Design Report

Let's be honest here. Everyone knows I couldn't have done this on my own. So after 16 painful hours spent in East Lansing with a tutor, here it is - my personal website, the Carly Alden site.

Purpose/audience

This site is a personal website used as a hub for me, Carly Alden's online presence. The intended audience will be broad - including family, friends, colleagues, and potential employers; therefore it must reflect Carly Alden in a professional manner. Many employers examine the Web presence of potential hires as an addition to resumes and the discovery of damning photos and blog posts can ruin their chance of receiving a job offer. On the other hand, a well-developed professional website can stand out to prospective employers and give applicants a boost. Given the necessity of appealing to a professional audience, there could be a tendency to strictly regulate and target the content of this website; this would make the site less interesting to family and friends, so a balance must be found.

Design strategy

This website makes use of a simple and clean design with only a handful of pages, effectively presenting information about me without overwhelming visitors. The content of those pages, "About Carly", "Future Plans", and "Photo Gallery", is centered around me but not to the extent that it paints her as an ego maniac. An earthy and neutral color palette was selected to strike a harmonious aesthetic chord for the anticipated broad audience.

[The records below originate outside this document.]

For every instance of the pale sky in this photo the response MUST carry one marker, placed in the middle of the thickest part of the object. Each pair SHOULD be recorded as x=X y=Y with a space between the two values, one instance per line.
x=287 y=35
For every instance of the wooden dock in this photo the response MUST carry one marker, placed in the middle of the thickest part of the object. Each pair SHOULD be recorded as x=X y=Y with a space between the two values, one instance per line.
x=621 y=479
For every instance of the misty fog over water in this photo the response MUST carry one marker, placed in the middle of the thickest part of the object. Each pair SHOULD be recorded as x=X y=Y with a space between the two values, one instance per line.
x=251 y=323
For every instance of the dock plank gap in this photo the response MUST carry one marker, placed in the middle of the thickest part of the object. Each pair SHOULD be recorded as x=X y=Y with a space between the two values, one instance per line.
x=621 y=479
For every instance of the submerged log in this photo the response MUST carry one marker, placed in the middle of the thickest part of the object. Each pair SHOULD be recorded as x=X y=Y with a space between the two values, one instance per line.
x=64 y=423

The logo and "blurb" provide clear identity that this page is the homepage of Carly Alden, and briefly describes what visitors will expect. This is helpful because Web users have a limited attention span and it is important to get the point across quickly.

Site navigation is provided in a vertical column alongside the content, in a location that falls alongside standard Web conventions. The "Design Report" link is separated from main navigation, because it is temporary and not logically associated with those other sections.

Contact and copyright information is situated in the site footer, as this is a fairly well-known standard for those pieces of information.

Verdana was chosen as the primary typeface for navigation and content. This typeface, designed specifically for screen presentation, is ideal for its readability. Georgia, a sans-serif type, is used for h1 elements as a way to contrast them from the rest of the copy.

Production costs

This is a fairly basic website with only a handful of pages, falling in the lower spectrum of website requirements and therefore will have a reduced cost compared to other projects we've done in this class. I interviewed one of my friends, David Mulder, in order to more understand the process and production cost of this type of website. He said the following:

Time will be spent developing the mental concept, including information architecture and strategy, and then on design and actual site production. If this website used more server-side technology, like importing RSS feeds from blogs or your Twitter account that would add time to the development cycle.

  • Concept phase: 6-8 hours
  • Visual design phase: 4-6 hours
  • Site production & quality assurance: 6-8 hours

Total: 16-24 hours of time spent concepting, designing, and developing this website. At a realistic market rate of $60/hour, an independent Web consultant would likely bill somewhere between $960 and $1440 for this project.